Every so often some fanboy gets in a tizzy because he learns that DC & Marvel have a trademark on the term 'super-hero'.
The latest is this stupid item over on SciFi.com, which refers to a two-year-old posting on Newsarama as if it were brand new news and manages to get just about every point wrong, including which aspect of intellectual property law is at issue ("DC/Marvel Copyrighting 'Super Hero'"). (screenshot here in case SciFi comes to its senses and fixes it.)
(Update: Scifi.com did indeed remove the news story after I sent them an email pointing out their errors. Kudos to them for rectifying the situation, although an actual correction notice would be better.)
Here, folks, are some salient points:
- DC/Marvel are not "trying to copyright the term 'super hero.'"
- One cannot copyright a phrase.
- DC & Marvel hold a joint *trademark* to the term super-hero for use in publications, and have held it for many years. The registration number for the applicable trademark is 1179067 (see this).

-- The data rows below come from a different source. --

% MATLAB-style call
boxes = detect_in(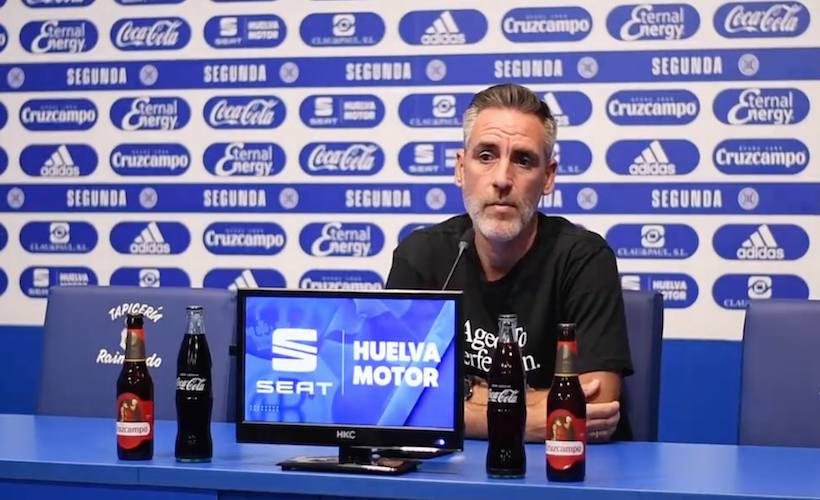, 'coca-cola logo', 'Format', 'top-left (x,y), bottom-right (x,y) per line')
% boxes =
(715, 2), (809, 38)
(488, 387), (520, 404)
(205, 96), (285, 128)
(177, 377), (208, 392)
(111, 17), (191, 50)
(299, 142), (384, 175)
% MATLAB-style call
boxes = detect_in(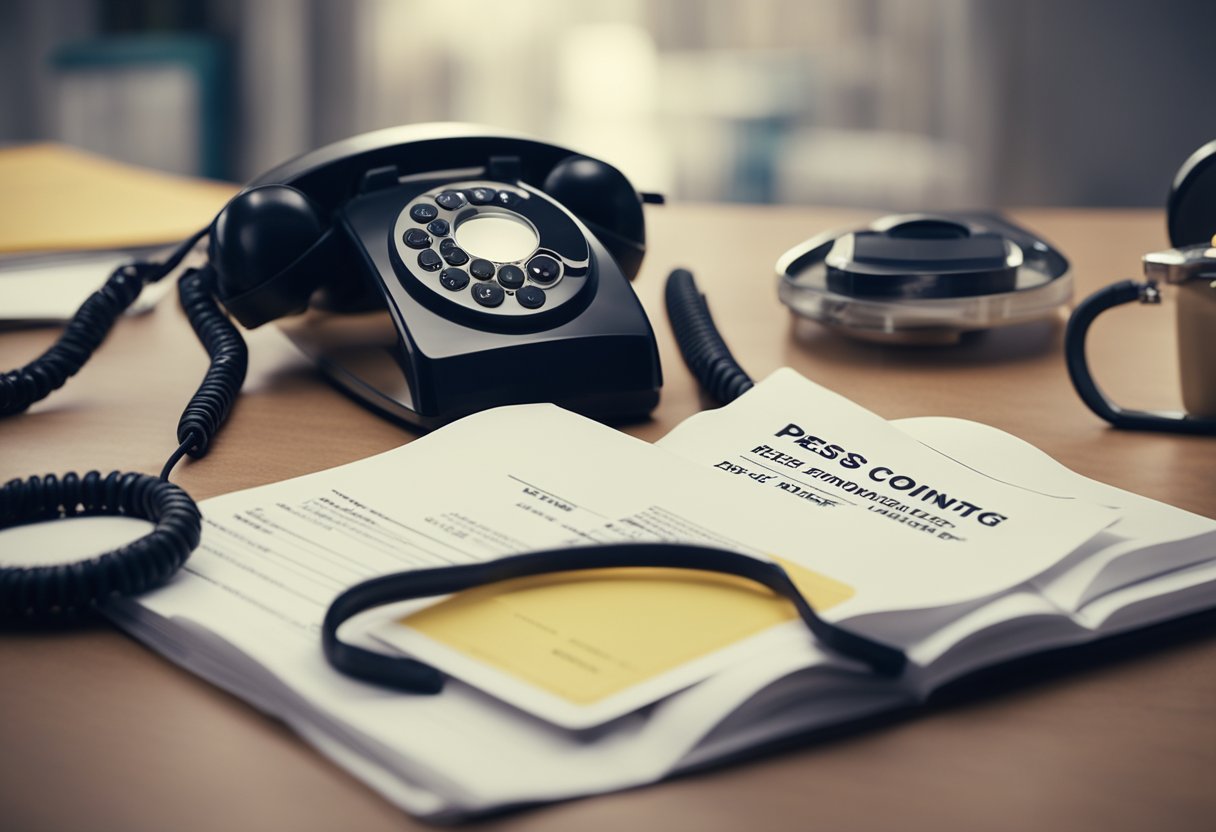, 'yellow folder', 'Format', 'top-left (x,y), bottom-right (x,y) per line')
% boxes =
(0, 144), (237, 253)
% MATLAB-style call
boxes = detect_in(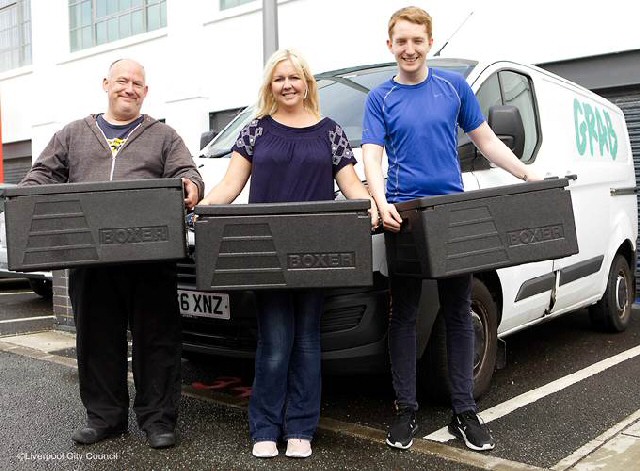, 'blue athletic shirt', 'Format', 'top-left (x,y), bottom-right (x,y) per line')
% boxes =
(362, 67), (485, 203)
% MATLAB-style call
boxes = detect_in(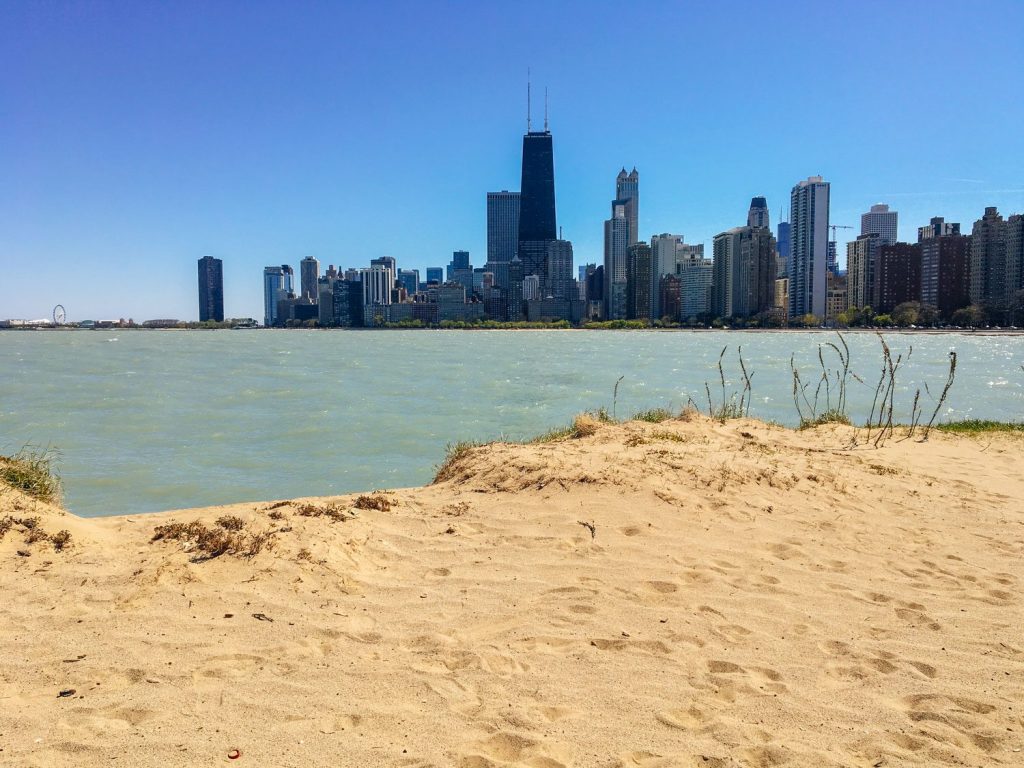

- Holding a trademark on 'super-hero' means that they are the only companies who can use 'super-hero' in the title of their comic books. It does *not* mean that no one else can ever use the term 'super-hero'.
- DC & Marvel are required by law to defend their trademark in order to keep it, and that is what they did in this instance.
- If you're going to publish your own comic book series, it would be prudent to do a trademark search before choosing a title.
- If you would like to know more about trademark law, Nolo's Website has a good introduction.
I really hope that this will be the last time this goes around, but I suspect it won't be.
(Dislaimer: I am not a lawyer; I am a librarian at a US Patent & Trademark Depository Library. My comments are my own and do not necessarily represent the view of my employer.)